- Official poster
- Directed by: Anvita Dutt
- Written by: Anvita Dutt
- Produced by: Anushka Sharma Karnesh Ssharma
- Starring: Tripti Dimri; Avinash Tiwary; Paoli Dam; Rahul Bose; Parambrata Chatterjee;
- Cinematography: Siddharth Diwan
- Edited by: Rameshwar S. Bhagat
- Music by: Amit Trivedi
- Production company: Clean Slate Filmz
- Distributed by: Netflix
- Release date: 24 June 2020;
- Running time: 94 minutes
- Country: India
- Language: Hindi

= Bulbbul =

2020 Indian film by Anvita Dutt

Bulbbul is a 2020 Indian Hindi-language period horror film written and directed by Anvita Dutt.
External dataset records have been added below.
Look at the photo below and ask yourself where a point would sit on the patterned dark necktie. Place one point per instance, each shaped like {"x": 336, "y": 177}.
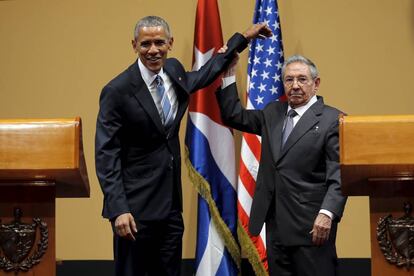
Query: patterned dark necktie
{"x": 165, "y": 102}
{"x": 288, "y": 125}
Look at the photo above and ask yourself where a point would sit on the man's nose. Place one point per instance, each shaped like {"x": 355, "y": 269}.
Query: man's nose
{"x": 153, "y": 49}
{"x": 295, "y": 84}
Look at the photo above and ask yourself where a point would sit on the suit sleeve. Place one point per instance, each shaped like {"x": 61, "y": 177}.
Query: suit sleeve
{"x": 108, "y": 151}
{"x": 210, "y": 71}
{"x": 334, "y": 201}
{"x": 235, "y": 115}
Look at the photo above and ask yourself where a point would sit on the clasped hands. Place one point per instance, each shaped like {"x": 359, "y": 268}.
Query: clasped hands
{"x": 125, "y": 226}
{"x": 321, "y": 229}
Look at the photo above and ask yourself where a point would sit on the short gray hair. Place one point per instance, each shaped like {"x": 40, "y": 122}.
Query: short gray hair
{"x": 152, "y": 21}
{"x": 301, "y": 59}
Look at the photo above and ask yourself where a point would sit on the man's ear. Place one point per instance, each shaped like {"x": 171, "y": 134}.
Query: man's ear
{"x": 170, "y": 43}
{"x": 317, "y": 83}
{"x": 134, "y": 45}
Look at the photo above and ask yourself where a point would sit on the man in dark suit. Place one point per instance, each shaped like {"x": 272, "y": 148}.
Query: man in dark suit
{"x": 137, "y": 148}
{"x": 298, "y": 192}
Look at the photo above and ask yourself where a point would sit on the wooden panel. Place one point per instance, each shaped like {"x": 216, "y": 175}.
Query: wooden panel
{"x": 377, "y": 155}
{"x": 38, "y": 144}
{"x": 377, "y": 139}
{"x": 44, "y": 150}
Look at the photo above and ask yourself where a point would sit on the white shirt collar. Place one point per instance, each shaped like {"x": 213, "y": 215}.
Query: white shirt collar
{"x": 147, "y": 75}
{"x": 302, "y": 109}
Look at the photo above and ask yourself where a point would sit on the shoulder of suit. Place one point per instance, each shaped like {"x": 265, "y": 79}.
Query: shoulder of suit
{"x": 275, "y": 104}
{"x": 173, "y": 63}
{"x": 121, "y": 81}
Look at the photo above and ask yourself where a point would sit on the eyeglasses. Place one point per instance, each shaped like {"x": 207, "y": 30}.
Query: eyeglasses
{"x": 301, "y": 81}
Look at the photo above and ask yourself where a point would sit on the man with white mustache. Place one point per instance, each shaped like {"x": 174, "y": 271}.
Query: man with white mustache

It was produced by Anushka Sharma and Karnesh Ssharma under Clean Slate Filmz and starred Tripti Dimri in the lead role alongside Avinash Tiwary, Paoli Dam, Rahul Bose, and Parambrata Chattopadhyay. Tripti Dimri was praised in many reviews. Set against the backdrop of the 1880s Bengal presidency, the film revolves around a child bride and her journey from innocence to strength. Bulbbul was released on Netflix on 24 June 2020.

== Plot ==
During the 19th century in a village of Bengal Presidency, Bulbbul is married off to Indranil, a wealthy lord, when she is barely five years old. She is close with Satya, Indranil's youngest brother, who is closer to her age. Bulbbul and Satya grow up together, telling each other stories of a witch ("chudail").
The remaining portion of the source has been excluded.